If you would like more details about our decision-making process, please feel free to check out these notes from our board chairman. For those of you who like details, it might help you understand how we and our board reached this decision.
Love to you, dear friends. Thank you for trusting us and loving us through this time.
Caution: Stream of consciousness post ahead. This is my brain vomiting into my computer. Read at your own risk. 😊
I’ve always liked old churches. I like to imagine people worshipping there over the centuries. I like to think about the people who built them and the incredible imaginations and skill they had. These days I think more about the function of the old churches in times of war. Churches have been places of sanctuary, where thousands of ordinary people over thousands of years have cried out to God for protection, for peace, for wisdom, for a way out.

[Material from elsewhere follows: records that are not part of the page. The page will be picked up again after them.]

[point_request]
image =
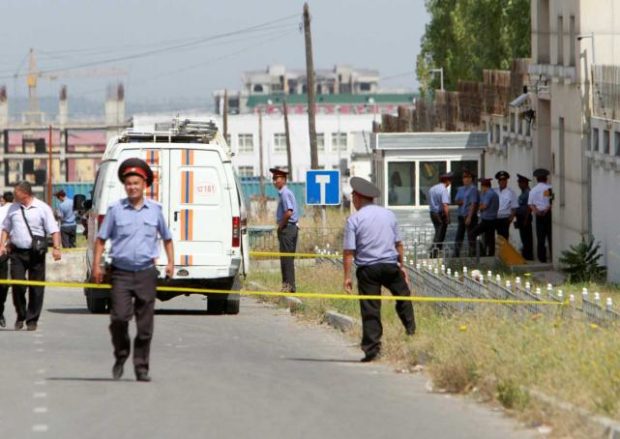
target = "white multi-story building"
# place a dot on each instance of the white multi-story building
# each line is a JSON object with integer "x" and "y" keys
{"x": 568, "y": 122}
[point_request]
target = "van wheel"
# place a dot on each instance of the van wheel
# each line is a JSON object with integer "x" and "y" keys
{"x": 96, "y": 305}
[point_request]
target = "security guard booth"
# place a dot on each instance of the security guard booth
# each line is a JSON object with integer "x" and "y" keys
{"x": 406, "y": 165}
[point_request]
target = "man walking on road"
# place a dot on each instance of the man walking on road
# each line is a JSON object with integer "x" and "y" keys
{"x": 132, "y": 224}
{"x": 371, "y": 237}
{"x": 439, "y": 205}
{"x": 7, "y": 200}
{"x": 27, "y": 223}
{"x": 286, "y": 217}
{"x": 67, "y": 219}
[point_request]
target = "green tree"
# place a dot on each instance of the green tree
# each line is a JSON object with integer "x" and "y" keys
{"x": 466, "y": 36}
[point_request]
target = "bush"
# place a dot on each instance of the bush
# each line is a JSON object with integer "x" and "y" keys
{"x": 581, "y": 264}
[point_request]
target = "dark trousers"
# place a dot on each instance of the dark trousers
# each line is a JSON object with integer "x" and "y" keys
{"x": 370, "y": 279}
{"x": 67, "y": 234}
{"x": 22, "y": 262}
{"x": 527, "y": 240}
{"x": 4, "y": 289}
{"x": 133, "y": 293}
{"x": 463, "y": 229}
{"x": 543, "y": 233}
{"x": 440, "y": 222}
{"x": 287, "y": 237}
{"x": 502, "y": 226}
{"x": 486, "y": 228}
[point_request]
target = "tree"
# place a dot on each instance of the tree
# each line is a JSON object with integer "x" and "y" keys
{"x": 466, "y": 36}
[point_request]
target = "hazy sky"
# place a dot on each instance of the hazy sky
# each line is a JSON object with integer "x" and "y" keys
{"x": 64, "y": 33}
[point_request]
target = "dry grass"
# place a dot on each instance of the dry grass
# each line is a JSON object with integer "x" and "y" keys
{"x": 493, "y": 355}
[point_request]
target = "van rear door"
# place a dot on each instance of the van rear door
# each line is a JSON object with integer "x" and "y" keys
{"x": 200, "y": 208}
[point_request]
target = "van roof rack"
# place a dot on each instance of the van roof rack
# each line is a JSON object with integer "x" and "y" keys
{"x": 180, "y": 130}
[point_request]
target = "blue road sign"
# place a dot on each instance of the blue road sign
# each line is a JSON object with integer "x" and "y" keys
{"x": 323, "y": 188}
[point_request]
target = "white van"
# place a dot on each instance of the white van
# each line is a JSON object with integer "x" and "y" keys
{"x": 202, "y": 203}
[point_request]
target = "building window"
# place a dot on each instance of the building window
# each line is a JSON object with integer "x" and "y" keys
{"x": 401, "y": 183}
{"x": 562, "y": 164}
{"x": 594, "y": 139}
{"x": 560, "y": 36}
{"x": 246, "y": 171}
{"x": 606, "y": 142}
{"x": 339, "y": 141}
{"x": 572, "y": 39}
{"x": 279, "y": 142}
{"x": 320, "y": 141}
{"x": 246, "y": 142}
{"x": 429, "y": 176}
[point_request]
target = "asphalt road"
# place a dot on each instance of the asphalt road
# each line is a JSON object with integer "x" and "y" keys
{"x": 260, "y": 374}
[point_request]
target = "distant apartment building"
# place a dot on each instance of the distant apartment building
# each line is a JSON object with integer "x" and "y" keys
{"x": 342, "y": 89}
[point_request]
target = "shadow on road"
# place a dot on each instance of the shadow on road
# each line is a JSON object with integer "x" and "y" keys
{"x": 95, "y": 379}
{"x": 323, "y": 360}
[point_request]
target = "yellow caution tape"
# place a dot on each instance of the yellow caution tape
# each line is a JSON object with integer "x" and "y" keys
{"x": 296, "y": 255}
{"x": 340, "y": 296}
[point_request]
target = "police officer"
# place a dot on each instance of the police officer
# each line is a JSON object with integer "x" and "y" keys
{"x": 67, "y": 219}
{"x": 489, "y": 205}
{"x": 371, "y": 237}
{"x": 539, "y": 200}
{"x": 467, "y": 198}
{"x": 438, "y": 203}
{"x": 524, "y": 219}
{"x": 507, "y": 205}
{"x": 287, "y": 216}
{"x": 28, "y": 220}
{"x": 132, "y": 224}
{"x": 5, "y": 205}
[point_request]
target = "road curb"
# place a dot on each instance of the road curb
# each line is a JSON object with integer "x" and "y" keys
{"x": 339, "y": 321}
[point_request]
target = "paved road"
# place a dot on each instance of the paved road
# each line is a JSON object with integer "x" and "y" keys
{"x": 260, "y": 374}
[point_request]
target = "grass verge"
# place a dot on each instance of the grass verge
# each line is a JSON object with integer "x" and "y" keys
{"x": 491, "y": 354}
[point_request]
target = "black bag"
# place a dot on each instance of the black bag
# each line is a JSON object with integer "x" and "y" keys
{"x": 39, "y": 243}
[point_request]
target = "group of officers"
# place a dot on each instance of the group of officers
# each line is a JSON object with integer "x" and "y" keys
{"x": 493, "y": 210}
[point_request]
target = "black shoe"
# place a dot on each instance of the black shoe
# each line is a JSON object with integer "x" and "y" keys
{"x": 371, "y": 356}
{"x": 117, "y": 369}
{"x": 143, "y": 376}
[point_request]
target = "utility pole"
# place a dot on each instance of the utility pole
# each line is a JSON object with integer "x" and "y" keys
{"x": 261, "y": 179}
{"x": 314, "y": 156}
{"x": 225, "y": 116}
{"x": 287, "y": 133}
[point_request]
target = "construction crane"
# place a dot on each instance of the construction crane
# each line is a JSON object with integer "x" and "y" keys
{"x": 34, "y": 113}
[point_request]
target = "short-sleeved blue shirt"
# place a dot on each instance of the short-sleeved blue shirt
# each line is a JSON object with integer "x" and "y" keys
{"x": 372, "y": 232}
{"x": 66, "y": 210}
{"x": 133, "y": 233}
{"x": 287, "y": 202}
{"x": 469, "y": 195}
{"x": 491, "y": 200}
{"x": 438, "y": 195}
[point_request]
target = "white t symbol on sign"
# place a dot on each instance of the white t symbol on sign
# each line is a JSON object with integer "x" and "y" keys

Yesterday I sat in an old stone church in a European village and I felt the most at home I’ve felt since leaving our little Ukrainian village three months ago. That little church was no stranger to grief, to war, to pain. My prayers joined the prayers of villagers from the time of Napoleon’s invasion, from the days of the Great War and World War II. My prayers of “Why us? Why our country?” and “God, how can you let this happen?” were not the first of their kind uttered in that place, and sadly, won’t be the last. As I sat in the stillness and the quiet I considered the centuries of war all over the world and how war has always been. After the garden, there has not been a moment in time when the world was absent of war. Somewhere someone is always suffering at the hand of war. I just never imagined that someone would be me and my family, my boys. I never in a million years imagined my children would be refugees from a brutal and devastating war. I never dreamed the sound of an airplane overhead would be, to them, the sound of fear and trauma. But why should we be the exceptions? Why shouldn’t it be us? In a world full of evil men with imperial ambitions, why should we be immune from the reality that men will always be at war? Before Putin started encircling our beloved Ukraine with his troops war was always something that happened “over there” to “those people”. We never considered the possibility that it would be right here and happening to our people – to us! But it has happened and it has changed our lives in every possible way. Our life has become the stuff of nightmares or the stuff of movies. You pick.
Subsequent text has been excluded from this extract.